Impact investing has taken off, and it’s no wonder: while people want to watch their money grow in the market, they don’t want to stash their cash with corporations they dislike.
A recent study found that 78 percent of millennial investors have either put their money into these types of investments, or plan to in the future. That might be because, with impact investing, you can actually support causes that matter to you.
“Impact investing has the unique potential to harness the enormous power of investment capital to address many of the world’s most pressing social and environmental challenges,” said Hannah Schiff, research manager for the Global Impact Investing Network (GIIN), a nonprofit organization working to increase the scale and effectiveness of impact investing.
Before diving further into impact investing, let’s first review the umbrella term of “socially responsible investments” (SRI). SRI are investments that consider “the nature of the business the company conducts,” per Investopedia. It basically means investing with your ethics in mind, whether that’s avoiding tobacco or oil companies, or seeking out companies with a social or environmental mission.

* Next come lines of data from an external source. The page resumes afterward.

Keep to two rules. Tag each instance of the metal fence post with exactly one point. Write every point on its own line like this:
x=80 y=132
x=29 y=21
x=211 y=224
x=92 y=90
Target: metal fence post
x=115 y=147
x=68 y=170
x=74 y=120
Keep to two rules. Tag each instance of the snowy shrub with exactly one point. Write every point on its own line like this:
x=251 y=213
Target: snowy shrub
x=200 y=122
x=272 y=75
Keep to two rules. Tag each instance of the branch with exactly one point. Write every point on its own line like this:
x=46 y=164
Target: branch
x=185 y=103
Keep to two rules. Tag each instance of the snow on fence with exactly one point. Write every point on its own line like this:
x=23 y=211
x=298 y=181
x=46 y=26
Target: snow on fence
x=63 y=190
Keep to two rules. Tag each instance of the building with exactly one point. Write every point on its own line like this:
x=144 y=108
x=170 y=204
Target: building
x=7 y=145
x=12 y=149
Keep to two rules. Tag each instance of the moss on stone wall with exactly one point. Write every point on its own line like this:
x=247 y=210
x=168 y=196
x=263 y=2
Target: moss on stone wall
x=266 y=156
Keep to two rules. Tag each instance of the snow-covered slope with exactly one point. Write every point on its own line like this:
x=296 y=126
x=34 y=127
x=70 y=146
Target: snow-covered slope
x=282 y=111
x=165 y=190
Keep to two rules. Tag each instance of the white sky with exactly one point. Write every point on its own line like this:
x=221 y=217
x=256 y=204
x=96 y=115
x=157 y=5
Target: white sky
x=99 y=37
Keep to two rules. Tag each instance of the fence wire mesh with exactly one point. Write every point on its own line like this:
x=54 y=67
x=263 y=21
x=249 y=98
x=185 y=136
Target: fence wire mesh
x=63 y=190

Though the definitions of the terms surrounding SRI differ depending on who you talk to—and are often used interchangeably—at a minimum, socially responsible investing generally involves “negative screening,” or filtering out industries like tobacco, firearms, gambling, etc. Then, taking it a step further is “environmental, social, governance” (ESG) investing, which ensures companies pass a set of certain criteria, like fair treatment of employees and environmentally friendly practices.